SUB-ADVISORY AGREEMENT
THIS AGREEMENT is made between Virtus Capital Management, Inc.
(hereinafter referred to as "Adviser") and Trend Capital Management, Inc.
located in Minneapolis, Minnesota (hereinafter referred to as the "Sub-
Adviser").
WITNESSETH:
That the parties hereto, intending to be legally bound hereby agree as
follows:
1. Sub-Adviser hereby agrees to furnish to Adviser in its capacity as
investment adviser to The Virtus Funds (the "Trust") such investment
advice, statistical and other factual information, as may from time to time
be reasonably requested by Adviser for one or more of the portfolios
("Funds") of the Trust, which may be offered in one or more classes of
shares ("Classes").
2. For its services under this Agreement, Sub-Adviser shall receive
from Adviser an annual fee ("the Sub-Advisory Fee"), as set forth in the
exhibits hereto.
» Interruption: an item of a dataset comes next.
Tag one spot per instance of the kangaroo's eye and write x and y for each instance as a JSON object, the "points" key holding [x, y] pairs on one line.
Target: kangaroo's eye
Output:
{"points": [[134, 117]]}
In the event that the fee due from the Trust to the
Adviser on behalf of the Funds is reduced in order to meet expense
limitations imposed on the Funds by state securities laws or regulations,
the Sub-Advisory Fee shall be reduced by the same percentage as is the
existing percentage that it receives of the Adviser's fee. (For example, if
the total fee paid by the Trust to the Adviser were 1.00% of average daily
net assets of the Fund, and the Sub-Adviser was entitled to receive a sub-
advisory fee of .25% of the Fund's average daily net assets, then in the
event there was a reduction in fees from the Trust to the Adviser for the
above-stated reason, then the reduction in the sub-advisory fee would be
25% of the reduction in the advisory fee).
Notwithstanding any other provision of this Agreement, the Sub-Adviser
may from time to time and for such periods as it deems appropriate, reduce
its compensation (and, if appropriate, assume expenses of the Fund or the
Class of the Fund) to the extent that the Fund's expenses exceed such lower
expense limitation as the Sub-Adviser may, by notice to the Trust on behalf
of the Fund, voluntarily declare to be effective.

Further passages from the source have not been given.